I recently returned from a trip to the United Kingdom, which included a day touring Oxford. The dining hall at Christ Church, Oxford’s largest college, is stunning, and not only because it inspired the Hogwarts dining hall scenes in the Harry Potter movies.
Among the portraits on the wall in here is one of John Locke, aged 72, painted in 1704 — the same year that he died. Locke entered Christ Church as a student in 1652 and became a Censor of Moral Philosophy there in 1663. As censor, he was responsible for discipline and academic progress in the college.
Locke is perhaps Christ Church’s most distinguished member and alumnus. The cathedral at the college commemorates him with a plaque-stone in the floor, with a quote taken from a letter to a friend in 1697: “I know there is truth opposite to falsehood that it may be found if people will & is worth the seeking.”
In a recent Wall Street Journal editorial, Barton Swain explains why Locke was so popular in Revolutionary America:
One [reason] is that he was Protestant. His religious views may have been heterodox in some respects, but he openly avowed his Protestant faith, and there is no reason to believe—as modern scholars, projecting their own areligious attitudes onto Locke, have often done—that those avowals were insincere.
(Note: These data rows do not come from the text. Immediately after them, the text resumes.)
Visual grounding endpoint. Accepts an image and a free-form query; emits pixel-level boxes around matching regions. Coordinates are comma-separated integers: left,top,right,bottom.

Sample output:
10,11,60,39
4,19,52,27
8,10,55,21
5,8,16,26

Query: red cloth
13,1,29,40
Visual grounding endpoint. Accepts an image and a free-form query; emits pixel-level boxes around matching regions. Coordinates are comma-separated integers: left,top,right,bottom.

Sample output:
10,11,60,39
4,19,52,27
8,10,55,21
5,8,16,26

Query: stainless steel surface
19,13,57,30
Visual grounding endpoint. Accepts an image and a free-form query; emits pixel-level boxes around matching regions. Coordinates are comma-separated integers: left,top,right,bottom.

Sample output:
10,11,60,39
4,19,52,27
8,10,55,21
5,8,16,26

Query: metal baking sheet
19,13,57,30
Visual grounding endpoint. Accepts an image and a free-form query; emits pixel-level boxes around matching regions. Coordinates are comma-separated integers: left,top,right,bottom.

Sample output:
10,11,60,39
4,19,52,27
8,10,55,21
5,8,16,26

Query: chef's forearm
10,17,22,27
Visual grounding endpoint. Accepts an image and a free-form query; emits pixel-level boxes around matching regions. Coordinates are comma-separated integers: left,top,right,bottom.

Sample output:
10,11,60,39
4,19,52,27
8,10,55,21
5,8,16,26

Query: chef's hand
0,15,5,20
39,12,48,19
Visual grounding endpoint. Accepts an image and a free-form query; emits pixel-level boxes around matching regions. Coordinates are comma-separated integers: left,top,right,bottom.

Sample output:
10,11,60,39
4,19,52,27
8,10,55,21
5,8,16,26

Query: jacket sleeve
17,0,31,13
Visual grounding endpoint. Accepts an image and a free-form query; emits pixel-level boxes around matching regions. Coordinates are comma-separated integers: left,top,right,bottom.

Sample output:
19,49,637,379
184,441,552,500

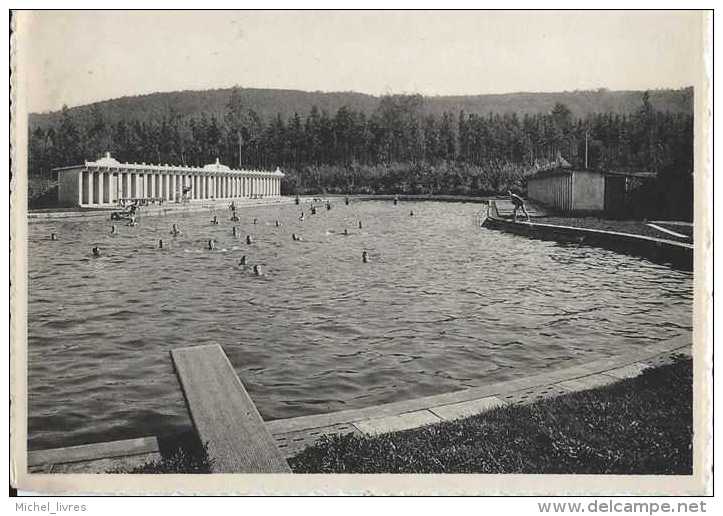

Revolutionary-era Americans would have associated Locke with the Glorious Revolution of 1688 and the ascendant Protestant king, William of Orange: The philosopher had been exiled by the quasi-Catholic monarch Charles II in 1683, and the preface of the “Two Treatises” claimed that the book vindicated William’s legitimacy. All this would have made Locke highly acceptable to the overwhelmingly Protestant reading audience of 18th-century America.
In my photo of Locke’s portrait above, you can see the reflections of the dining table lamps. It makes for a bad photo perhaps. But the symbolism is appropriate, for Locke’s insights—on human nature, political order, and faith—continue to shed their light and illuminate our discourse.